AMBER sander: QM/MM Runs on CPU

The QM/MM production runs and SMD simulations (QM/MM Production Run with TeraChem, QM/MM Steered Molecular Dynamics (SMD)) use AMBER’s sander engine, not pmemd.cuda. This is because the QM/MM interface in AMBER — the file-based protocol that hands coordinates to TeraChem and reads back energies and gradients — is implemented only in sander. The MM part of the force evaluation in sander runs on CPU.

In practice, sander is not the computational bottleneck: TeraChem on the GPU handles the expensive QM step, and sander simply manages the I/O and MM calculation between QM calls. A modern multi-core workstation CPU (8–32 cores) is more than sufficient for the sander side.

NBO: CPU-Only, Scales with Core Count

NBO (Natural Bond Orbital) analysis runs entirely on CPU. At each step of the NBO-coupled QM/MM SMD simulations (Natural Bond Orbital (NBO) Analysis), TeraChem writes a .47 wavefunction file and calls the NBO binary, which processes the orbital information and returns the results to TeraChem before the next MD step proceeds.

NBO7 parallelises well across CPU cores; providing 8–16 dedicated CPU cores will keep the NBO step from becoming a bottleneck in the overall QM/MM SMD pipeline. Ensure the NBO executable path is correctly set in your environment before running these simulations:

export NBOEXE="$your_nbo_install_dir/bin/nbo7.i4.exe"

Summary: a Practical Single-Workstation Setup

The simulations in this tutorial were carried out on a workstation with two consumer-grade Nvidia GPUs. The following configuration is representative of what you need:

  • GPU: 2 × Nvidia RTX 3090 (or RTX 4090 / 5090 for better performance)

  • CPU: 16–32 cores (Intel or AMD) for sander MM evaluation and NBO analysis

  • RAM: 64–128 GB system RAM (TeraChem and NBO both make heavy use of system memory)

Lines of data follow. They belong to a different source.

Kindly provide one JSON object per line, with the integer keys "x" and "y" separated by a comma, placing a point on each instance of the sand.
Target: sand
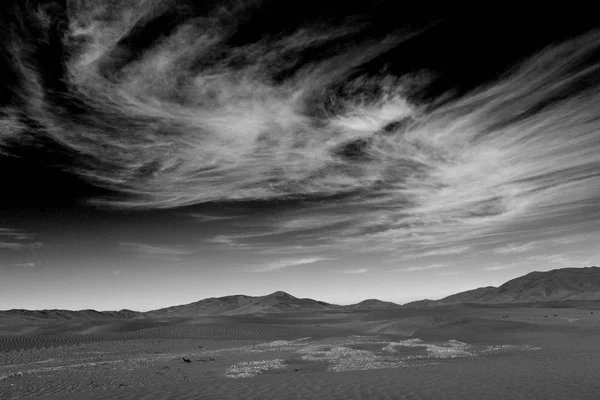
{"x": 450, "y": 353}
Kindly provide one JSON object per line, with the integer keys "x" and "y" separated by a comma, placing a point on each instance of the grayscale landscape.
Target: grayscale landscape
{"x": 533, "y": 337}
{"x": 269, "y": 199}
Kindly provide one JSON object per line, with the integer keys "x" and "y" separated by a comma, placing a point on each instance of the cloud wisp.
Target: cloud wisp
{"x": 288, "y": 263}
{"x": 196, "y": 118}
{"x": 160, "y": 252}
{"x": 17, "y": 240}
{"x": 356, "y": 271}
{"x": 420, "y": 268}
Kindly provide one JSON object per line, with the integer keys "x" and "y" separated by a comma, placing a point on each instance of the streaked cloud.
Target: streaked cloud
{"x": 515, "y": 248}
{"x": 17, "y": 240}
{"x": 372, "y": 171}
{"x": 156, "y": 251}
{"x": 420, "y": 268}
{"x": 356, "y": 271}
{"x": 26, "y": 265}
{"x": 288, "y": 263}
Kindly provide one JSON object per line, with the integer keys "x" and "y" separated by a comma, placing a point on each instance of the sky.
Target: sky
{"x": 155, "y": 153}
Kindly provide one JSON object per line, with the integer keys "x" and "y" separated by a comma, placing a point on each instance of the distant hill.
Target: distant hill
{"x": 565, "y": 284}
{"x": 278, "y": 302}
{"x": 549, "y": 287}
{"x": 68, "y": 314}
{"x": 372, "y": 304}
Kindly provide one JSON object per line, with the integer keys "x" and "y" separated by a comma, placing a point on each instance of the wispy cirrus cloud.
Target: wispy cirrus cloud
{"x": 17, "y": 240}
{"x": 420, "y": 268}
{"x": 356, "y": 271}
{"x": 288, "y": 263}
{"x": 26, "y": 265}
{"x": 156, "y": 251}
{"x": 515, "y": 248}
{"x": 210, "y": 122}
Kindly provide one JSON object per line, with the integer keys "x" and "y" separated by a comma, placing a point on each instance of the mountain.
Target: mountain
{"x": 68, "y": 314}
{"x": 372, "y": 304}
{"x": 278, "y": 302}
{"x": 555, "y": 285}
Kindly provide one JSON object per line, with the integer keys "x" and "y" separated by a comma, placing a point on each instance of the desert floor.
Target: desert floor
{"x": 446, "y": 353}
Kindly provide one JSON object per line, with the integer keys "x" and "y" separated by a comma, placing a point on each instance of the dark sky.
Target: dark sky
{"x": 334, "y": 151}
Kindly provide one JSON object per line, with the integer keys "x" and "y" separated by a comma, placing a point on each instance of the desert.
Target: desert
{"x": 316, "y": 200}
{"x": 312, "y": 350}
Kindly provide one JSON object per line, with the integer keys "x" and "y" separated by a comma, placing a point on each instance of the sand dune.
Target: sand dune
{"x": 282, "y": 347}
{"x": 395, "y": 353}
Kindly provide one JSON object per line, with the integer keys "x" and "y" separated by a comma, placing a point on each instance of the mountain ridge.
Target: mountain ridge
{"x": 557, "y": 285}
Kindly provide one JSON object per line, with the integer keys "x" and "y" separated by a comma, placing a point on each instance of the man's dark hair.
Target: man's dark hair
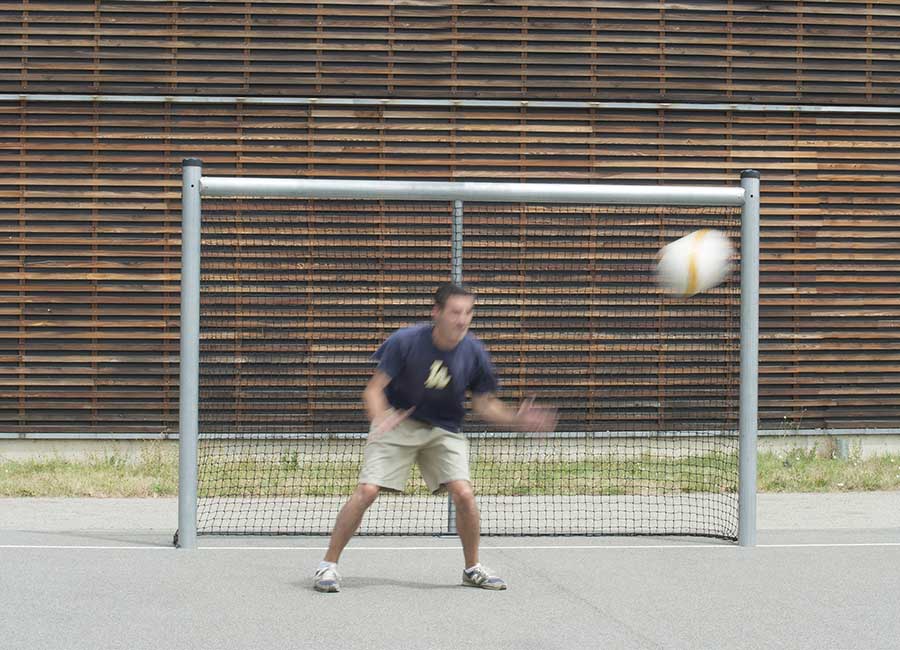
{"x": 449, "y": 289}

  • Storage: Fast NVMe SSD recommended — QM/MM SMD runs generate large numbers of small files (TeraChem scratch, NBO .47 files, AMBER restart files) and I/O speed matters

Cloud-based GPU instances (e.g., AWS p3/p4, Google Cloud A100 nodes) can also be used, but consumer-grade gaming GPUs remain the most cost-effective option for research groups running TeraChem at this scale.